Состоялась вскоре поездка и в Дрезден. Фольмёллер, Макс Рейнхардт и многие люди из Немецкого театра отправились туда на премьеру «Кавалера роз» Рихарда Штрауса, прихватив и меня, поскольку мне предстояло сообщить России об этом событии. Все были едины во мнении, что состоялся шедевр, но я лишь много позже узнал, насколько великолепна сама легшая в основу оперы комедия Гофмансталя, который пребывал в то время для меня еще в тени Георге. Может быть, то самая полнокровная немецкая комедия вообще. Блеск дрезденской постановки с Евой Остен в роли кавалера роз жил во мне еще долго.

Шесть недель пролетели быстро. Но они принесли с собой дань, для меня неожиданную: Германия снова во мне проснулась, тоска по немецкому слову снова во мне углубилась.

Домой я возвращался с несколько опущенными крыльями. Я хоть и нашел издателя, но понимал, что это лишь предварительное решение вопроса. Может, новое свидание с Германией произошло слишком рано? Может, оно вообще было лишним, потому что я предназначен восточному ветру в России?

В Митаве дома была только мама. У отца был обнаружен сахар в крови. И теперь по совету врача он находился в новой клинике на море, где его обещали вылечить за несколько недель.

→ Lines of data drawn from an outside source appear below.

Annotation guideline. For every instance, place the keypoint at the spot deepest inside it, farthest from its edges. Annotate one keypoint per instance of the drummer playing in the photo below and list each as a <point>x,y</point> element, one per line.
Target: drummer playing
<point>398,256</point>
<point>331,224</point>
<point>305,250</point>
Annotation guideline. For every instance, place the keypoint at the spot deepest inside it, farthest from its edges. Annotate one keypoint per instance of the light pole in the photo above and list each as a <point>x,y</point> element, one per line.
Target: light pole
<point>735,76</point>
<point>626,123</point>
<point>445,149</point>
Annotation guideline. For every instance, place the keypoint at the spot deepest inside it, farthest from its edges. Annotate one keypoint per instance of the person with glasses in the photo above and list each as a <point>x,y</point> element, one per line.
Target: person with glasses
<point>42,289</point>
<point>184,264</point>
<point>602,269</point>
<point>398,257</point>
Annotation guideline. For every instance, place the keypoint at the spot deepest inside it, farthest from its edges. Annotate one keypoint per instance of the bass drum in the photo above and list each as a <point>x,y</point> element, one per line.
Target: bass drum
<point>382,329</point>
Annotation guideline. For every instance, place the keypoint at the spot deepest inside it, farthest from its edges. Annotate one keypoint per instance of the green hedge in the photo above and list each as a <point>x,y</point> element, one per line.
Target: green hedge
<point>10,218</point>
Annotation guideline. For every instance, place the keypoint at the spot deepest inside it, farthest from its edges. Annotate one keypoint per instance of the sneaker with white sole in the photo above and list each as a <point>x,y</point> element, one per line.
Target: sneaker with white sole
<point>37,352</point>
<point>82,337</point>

Мама старалась не выказывать тревоги, но явно была встревожена. Мы с ней решили на следующий же день съездить к отцу. Он провел в клинике уже три недели, такой же срок, по всей вероятности, ему еще предстоял. Его там хоть и баловали, еда была превосходная, но, конечно, кое- чего он был лишен: хлеба, например, блинов, варенья к чаю. Он не жаловался, но было заметно, что одиночество его утомляет. Он говорил больше обычного. И когда мы вечером уезжали, прощание с нами далось ему нелегко.

Вскоре пришло от него раздосадованное письмо: похоже, курс лечения затягивается. А однажды утром отец вдруг объявился дома. Он сбежал. Никому не сказав ни слова, встал пораньше, пешком добрался до вокзала, сел в поезд — и вот он дома.

Он был в отличном настроении, но явно нервничал, чего я раньше за ним не замечал. Он непрестанно и как-то нервно шутил с нами, иногда совсем по-детски: прятал, скажем, свой носовой платок, а потом жаловался маме: «Лола, опять ты меня оставила без платка!» Однако на следующий день он слег с температурой. Сбить ее никак не удавалось. Недоумевающий врач поставил диагноз: воспаление мозговой оболочки.

Мой славный, никогда не мудрствовавший отец заговорил вдруг как сумасшедший. А по большей части он просто лежал с высокой температурой, не приходя в сознание. Моя самая старшая сестра Тони и я помогали маме ухаживать за ним, так как у его постели кто-нибудь должен был находиться постоянно. Врач приходил дважды в день. Но 10 марта, за несколько дней до своего семьдесят первого дня рождения, отец умер.

Утром того же дня мама встала в столовой на стул, чтобы открыть форточку, и, ослабевшая от недосыпания, упала на пол. От страшной боли она не могла шевельнуться, мы с кухаркой бережно перенесли ее на кушетку. Врач заявил, что она, видимо, сломала себе шейку бедра и ей нужно в больницу. Так она оказалась в двух комнатах от отца, когда он умирал, и очень страдала, хотя старалась не показывать этого.